CTAGE: Curvature-Based Topology-Aware Graph Embedding for Learning Molecular Representations
Yili Chen, Zhengyu Li, Zheng Wan, Hui Yu, Xian Wei

TL;DR
This paper introduces CTAGE, a graph embedding method that uses k-hop Ricci curvature to incorporate 3D structural information into molecular graph representations, enhancing property prediction without increasing computational complexity.
Contribution
The novel use of k-hop Ricci curvature in graph neural networks effectively captures spatial structural information in molecular graphs, improving predictive performance.
Findings
Node curvature improves molecular property prediction accuracy.
k-hop Ricci curvature reflects molecular structure-function relationships.
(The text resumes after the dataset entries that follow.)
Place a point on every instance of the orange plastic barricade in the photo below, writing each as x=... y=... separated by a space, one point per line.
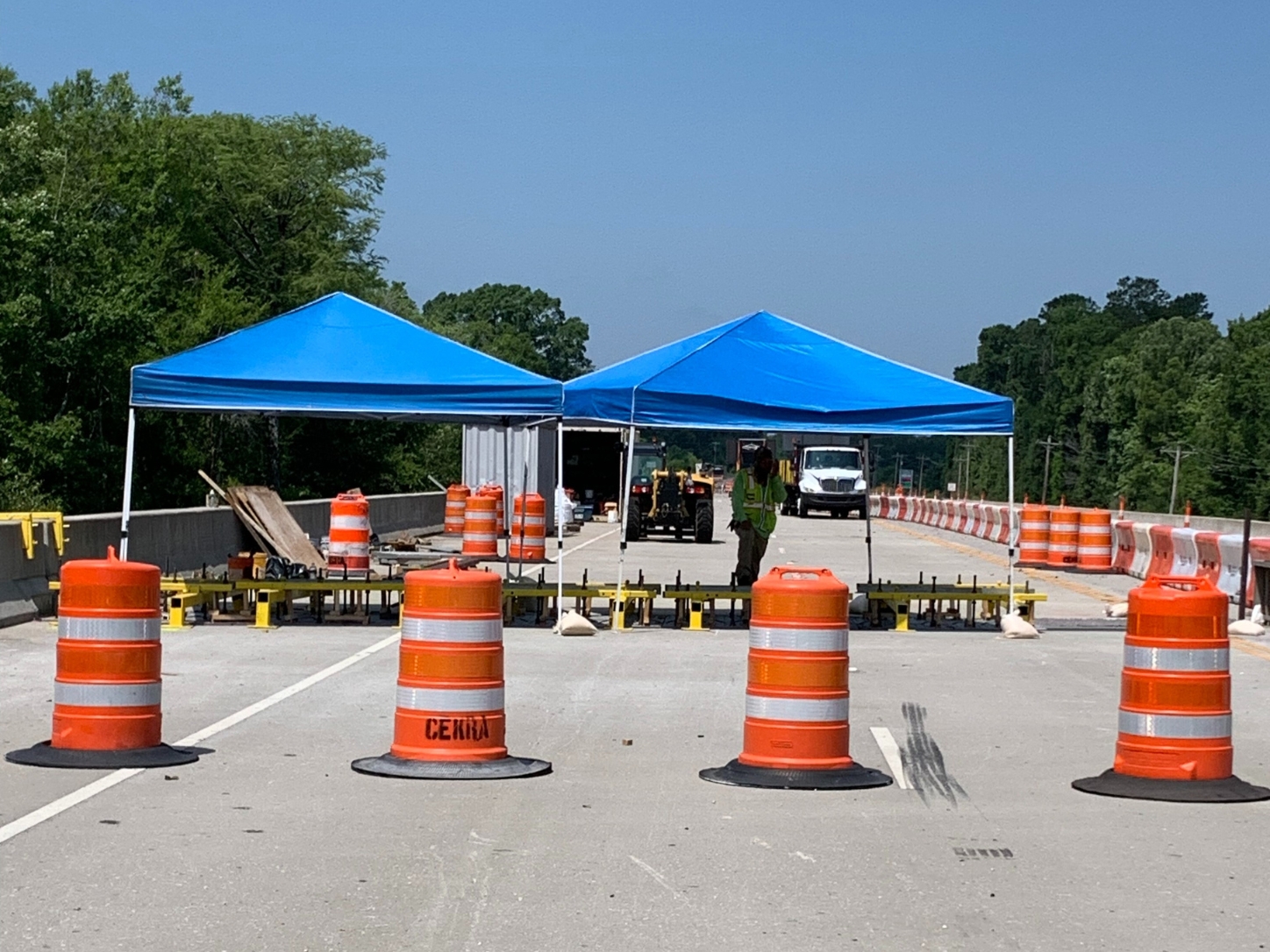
x=349 y=551
x=1034 y=535
x=1065 y=535
x=1175 y=699
x=796 y=701
x=107 y=693
x=450 y=720
x=529 y=519
x=456 y=501
x=481 y=526
x=1094 y=541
Method maintains simplicity and efficiency of GNNs.
Abstract
AI-driven drug design relies significantly on predicting molecular properties, which is a complex task. In current approaches, the most commonly used feature representations for training deep neural network models are based on SMILES and molecular graphs. While these methods are concise and efficient, they have limitations in capturing complex spatial information. Recently, researchers have recognized the importance of incorporating three-dimensional information of molecular structures into models. However, capturing spatial information requires the introduction of additional units in the generator, bringing additional design and computational costs. Therefore, it is necessary to develop a method for predicting molecular properties that effectively combines spatial structural information while maintaining the simplicity and efficiency of graph neural networks. In this work, we propose…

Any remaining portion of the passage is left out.